In 2 dimensions, "volumes" are areas and are given by the formulas from elementary geometry for the area of a rectangle and a parallelogram, but it is not easy to see that Lebesgue measure is the same as the fuzzy or axiomatic area of elementary geometry, so these formulas shouldn't be used. Instead, prove them directly from properties of Lebesgue measure (approximate regions by unions of small squares of the same size with sides parallel to the axes. Use translation invariance of Lebesgue measure to prove the formula for the area of a square. Think of the squares as paving stones or water molecules). Given these formulas, it is obvious that the volumes scale as claimed for squares. For the unit square, exchanging coordinates doesn't change its image. Scaling one coordinate turns squares into rectangles (or lines when the scale factor is 0). Shear transformations turn squares into rhombuses of the same size.
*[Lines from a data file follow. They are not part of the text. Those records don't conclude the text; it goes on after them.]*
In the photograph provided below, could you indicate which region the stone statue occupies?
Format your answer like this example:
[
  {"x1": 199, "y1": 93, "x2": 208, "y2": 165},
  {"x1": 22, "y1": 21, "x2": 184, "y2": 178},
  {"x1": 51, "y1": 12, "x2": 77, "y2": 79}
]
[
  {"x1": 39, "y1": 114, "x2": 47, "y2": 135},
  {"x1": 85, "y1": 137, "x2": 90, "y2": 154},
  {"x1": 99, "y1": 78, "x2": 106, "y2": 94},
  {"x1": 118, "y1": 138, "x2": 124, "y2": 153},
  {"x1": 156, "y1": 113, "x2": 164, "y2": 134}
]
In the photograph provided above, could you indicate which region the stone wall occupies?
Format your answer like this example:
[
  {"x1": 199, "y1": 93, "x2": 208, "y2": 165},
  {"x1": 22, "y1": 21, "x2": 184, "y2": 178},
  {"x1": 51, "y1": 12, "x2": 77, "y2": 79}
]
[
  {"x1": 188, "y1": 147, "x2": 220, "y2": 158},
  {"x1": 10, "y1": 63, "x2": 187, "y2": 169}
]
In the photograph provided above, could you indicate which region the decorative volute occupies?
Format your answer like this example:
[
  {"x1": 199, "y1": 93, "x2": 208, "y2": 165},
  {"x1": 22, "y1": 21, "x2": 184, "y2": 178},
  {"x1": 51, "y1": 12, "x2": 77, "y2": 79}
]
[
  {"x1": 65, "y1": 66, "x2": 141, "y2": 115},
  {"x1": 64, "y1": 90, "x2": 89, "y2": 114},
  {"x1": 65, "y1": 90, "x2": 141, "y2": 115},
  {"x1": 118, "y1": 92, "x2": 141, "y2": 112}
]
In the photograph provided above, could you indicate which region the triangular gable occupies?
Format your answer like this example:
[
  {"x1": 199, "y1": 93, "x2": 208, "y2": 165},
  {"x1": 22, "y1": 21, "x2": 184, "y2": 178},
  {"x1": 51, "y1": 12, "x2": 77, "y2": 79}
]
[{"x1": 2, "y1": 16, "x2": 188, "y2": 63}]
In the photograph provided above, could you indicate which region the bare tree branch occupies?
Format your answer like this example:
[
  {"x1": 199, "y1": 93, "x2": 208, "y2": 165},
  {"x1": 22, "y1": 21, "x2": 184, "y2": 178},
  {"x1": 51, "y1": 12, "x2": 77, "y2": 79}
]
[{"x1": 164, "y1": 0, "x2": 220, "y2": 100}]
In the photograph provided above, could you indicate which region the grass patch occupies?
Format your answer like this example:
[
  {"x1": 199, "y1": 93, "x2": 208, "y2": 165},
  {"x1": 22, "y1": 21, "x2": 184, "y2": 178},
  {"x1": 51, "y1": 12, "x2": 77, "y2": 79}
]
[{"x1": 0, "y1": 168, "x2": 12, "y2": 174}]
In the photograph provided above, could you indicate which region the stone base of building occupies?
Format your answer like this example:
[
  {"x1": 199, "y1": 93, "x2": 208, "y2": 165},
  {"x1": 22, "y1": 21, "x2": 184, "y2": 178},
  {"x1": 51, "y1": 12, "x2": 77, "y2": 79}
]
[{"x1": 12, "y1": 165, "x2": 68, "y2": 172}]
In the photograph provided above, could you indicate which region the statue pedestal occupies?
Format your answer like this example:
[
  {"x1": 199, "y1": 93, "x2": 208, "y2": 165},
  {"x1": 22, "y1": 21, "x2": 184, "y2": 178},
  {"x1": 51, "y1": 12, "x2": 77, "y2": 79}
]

If the image is a line, then it has volume 0 which equals the determinant. (Then the matrix and region are degenerate, and this case can be eliminated earlier, but it is a good exercise to think about approximating the measure 0 sets for this case either by null coverings of the interior or coverings a little larger than the region.)

In higher dimensions, adapt the methods used to prove the formulas in 2 dimensions. Use induction. Initially, the partial product is the identity matrix and the corresponding region is the unit cube. Each stage transforms the region into a more general parallelepiped and approximates it by a union of smaller hypercubes with sides parallel to the axes. The simple transformation for the next stage changes coordinates in at most 2 dimensions, so is no harder to handle than in the 2-dimensional case.

Notes: We used (hyper)cubes to minimize complications. We made them have sides parallel to the axes for the same reason. It is not obvious that a rotated unit cube has volume 1 even in 2 dimensions. It is obvious that a rotating a ball doesn't change its volume (it doesn't change it at all), but approximating regions as unions of balls is not as easy as with cubes -- there would be gaps that would have to be filled in with smaller balls, while with cubes we just have to fill in the interior of the region to nearly the edges. The easiest way that I know of to show that rotations preserve volumes is to show that their matrix has determinant one and then use the correspondence proved here.